Query id: 4c51b553-61cf-4ca8-8960-b1bcf8af67da

Row 1:
──────
partition:                             201907
name:                                  20190704_20190708_93270_163536_1890
uuid:                                  00000000-0000-0000-0000-000000000000
part_type:                             Wide
active:                                1
marks:                                 197
rows:                                  1613286
bytes_on_disk:                         78923178
data_compressed_bytes:                 78891264
data_uncompressed_bytes:               106972152
primary_key_size:                      3546
marks_bytes:                           28368
secondary_indices_compressed_bytes:    0
secondary_indices_uncompressed_bytes:  0
secondary_indices_marks_bytes:         0
modification_time:                     2023-05-12 07:29:10
remove_time:                           1970-01-01 00:00:00
refcount:                              1
min_date:                              2019-07-04
max_date:                              2019-07-08
min_time:                              1970-01-01 00:00:00
max_time:                              1970-01-01 00:00:00
partition_id:                          201907
min_block_number:                      93270
max_block_number:                      163536
level:                                 1890
data_version:                          93270
primary_key_bytes_in_memory:           4334
primary_key_bytes_in_memory_allocated: 4844
is_frozen:                             0
database:                              prod
table:                                 RequestLog
engine:                                ReplicatedMergeTree
disk_name:                             default
path:                                  /data/clickhouse/store/bac/bac077ef-bcb1-48e3-bdbb-dfc37e7f7437/20190704_20190708_93270_163536_1890/
hash_of_all_files:                     86d2c069b07d9fb0bbd09611e117e823
hash_of_uncompressed_files:            80dd164bcbc96d9d2ad2619a2e9e34e9
uncompressed_hash_of_compressed_files: 69df4fffcd77f1ba30c3719b37d16dc3
delete_ttl_info_min:                   1970-01-01 00:00:00
delete_ttl_info_max:                   1970-01-01 00:00:00
move_ttl_info.expression:              []
move_ttl_info.min:                     []
move_ttl_info.max:                     []
default_compression_codec:             LZ4
recompression_ttl_info.expression:     []
recompression_ttl_info.min:            []
recompression_ttl_info.max:            []
group_by_ttl_info.expression:          []
group_by_ttl_info.min:                 []
group_by_ttl_info.max:                 []
rows_where_ttl_info.expression:        []
rows_where_ttl_info.min:               []
rows_where_ttl_info.max:               []
projections:                           []
visible:                               1
creation_tid:                          (1,1,'00000000-0000-0000-0000-000000000000')
removal_tid_lock:                      0
removal_tid:                           (0,0,'00000000-0000-0000-0000-000000000000')
creation_csn:                          1
removal_csn:                           0
has_lightweight_delete:                0
last_removal_attempt_time:             1970-01-01 00:00:00
removal_state:                         Cleanup thread hasn't seen this part yet
bessonov87 commented 5 months ago

While we were waiting for some kind of answer here, we decided to try to do something ourselves.
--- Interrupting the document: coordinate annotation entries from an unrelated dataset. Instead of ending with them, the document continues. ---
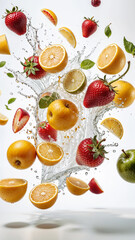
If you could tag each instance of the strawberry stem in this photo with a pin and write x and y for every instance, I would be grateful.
(121, 75)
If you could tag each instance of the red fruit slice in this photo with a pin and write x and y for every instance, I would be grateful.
(21, 117)
(94, 187)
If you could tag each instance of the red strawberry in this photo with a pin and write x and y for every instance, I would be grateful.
(32, 68)
(46, 132)
(89, 26)
(16, 21)
(90, 152)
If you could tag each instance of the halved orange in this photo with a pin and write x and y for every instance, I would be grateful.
(76, 186)
(53, 58)
(12, 189)
(111, 60)
(44, 195)
(49, 153)
(114, 126)
(50, 15)
(3, 119)
(68, 34)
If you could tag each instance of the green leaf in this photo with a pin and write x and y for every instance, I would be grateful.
(7, 107)
(87, 64)
(2, 64)
(129, 46)
(108, 31)
(11, 100)
(10, 75)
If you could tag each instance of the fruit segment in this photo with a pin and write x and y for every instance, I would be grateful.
(4, 48)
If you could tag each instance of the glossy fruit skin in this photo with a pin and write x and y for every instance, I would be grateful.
(46, 132)
(85, 157)
(39, 74)
(98, 94)
(88, 28)
(16, 22)
(126, 166)
(21, 154)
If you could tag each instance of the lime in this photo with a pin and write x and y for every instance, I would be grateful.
(74, 81)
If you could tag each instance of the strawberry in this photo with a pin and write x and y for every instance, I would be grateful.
(16, 21)
(90, 152)
(46, 132)
(32, 68)
(89, 26)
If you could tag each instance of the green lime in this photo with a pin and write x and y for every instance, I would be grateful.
(74, 81)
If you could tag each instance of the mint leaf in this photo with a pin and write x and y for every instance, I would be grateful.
(129, 46)
(2, 64)
(11, 100)
(87, 64)
(108, 31)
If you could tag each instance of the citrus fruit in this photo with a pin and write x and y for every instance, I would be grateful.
(3, 119)
(4, 48)
(49, 153)
(74, 81)
(44, 195)
(68, 34)
(50, 15)
(21, 154)
(111, 60)
(76, 186)
(114, 126)
(53, 58)
(12, 189)
(125, 94)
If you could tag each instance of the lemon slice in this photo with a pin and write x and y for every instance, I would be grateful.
(68, 34)
(111, 60)
(114, 126)
(3, 119)
(44, 195)
(49, 153)
(76, 186)
(50, 15)
(12, 190)
(53, 58)
(74, 81)
(4, 48)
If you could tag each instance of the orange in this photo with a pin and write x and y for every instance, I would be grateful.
(12, 189)
(21, 154)
(53, 58)
(50, 15)
(125, 94)
(111, 60)
(114, 126)
(44, 195)
(68, 34)
(76, 186)
(3, 119)
(49, 153)
(4, 48)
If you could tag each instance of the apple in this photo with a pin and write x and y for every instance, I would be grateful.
(20, 119)
(62, 114)
(126, 165)
(94, 187)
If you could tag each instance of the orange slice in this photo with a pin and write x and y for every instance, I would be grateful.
(50, 15)
(49, 153)
(53, 58)
(12, 189)
(4, 48)
(111, 60)
(76, 186)
(68, 34)
(44, 195)
(3, 119)
(114, 126)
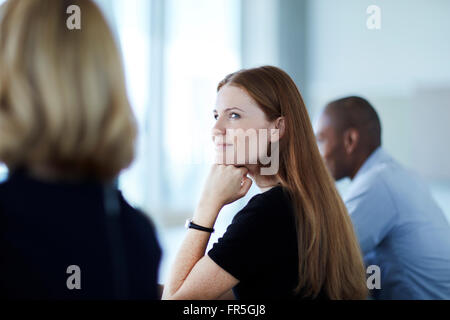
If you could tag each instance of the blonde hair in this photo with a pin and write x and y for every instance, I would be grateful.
(329, 255)
(63, 102)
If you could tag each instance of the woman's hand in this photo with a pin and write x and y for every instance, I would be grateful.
(225, 184)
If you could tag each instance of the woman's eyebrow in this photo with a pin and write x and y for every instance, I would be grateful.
(228, 109)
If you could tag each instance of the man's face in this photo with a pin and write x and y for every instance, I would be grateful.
(331, 146)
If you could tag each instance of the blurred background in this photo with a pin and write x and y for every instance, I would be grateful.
(176, 51)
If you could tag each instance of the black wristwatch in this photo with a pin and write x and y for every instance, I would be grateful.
(191, 224)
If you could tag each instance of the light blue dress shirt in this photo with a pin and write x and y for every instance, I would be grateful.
(401, 229)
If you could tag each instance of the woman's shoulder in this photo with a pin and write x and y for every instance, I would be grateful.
(274, 198)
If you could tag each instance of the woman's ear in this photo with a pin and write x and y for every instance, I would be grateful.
(280, 128)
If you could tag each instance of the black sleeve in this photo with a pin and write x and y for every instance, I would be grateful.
(250, 244)
(144, 254)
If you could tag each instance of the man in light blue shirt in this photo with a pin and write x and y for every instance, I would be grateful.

As a result, we were helped by recreating the tables with a new syntax. We accidentally noticed that the errors were related to parts of tables created using the old syntax. We have databases that were created more than 6 years ago and there are quite a lot of old tables in there. So after recreating tables with changing old syntax like this

ENGINE = ReplicatedMergeTree('/clickhouse/tables/{shard}/migration_clickhouse', '{replica}', eventDate, (version, apply_time), 8192)

to the current one like this

ENGINE = ReplicatedMergeTree('/clickhouse/tables/{shard}/migration_clickhouse', '{replica}')
PARTITION BY toYYYYMM(eventDate)
ORDER BY (version, apply_time)
SETTINGS index_granularity = 8192

errors disappear and backups begin to be created.

I'm not sure if this is a bug or not, but at least it's unexpected behavior.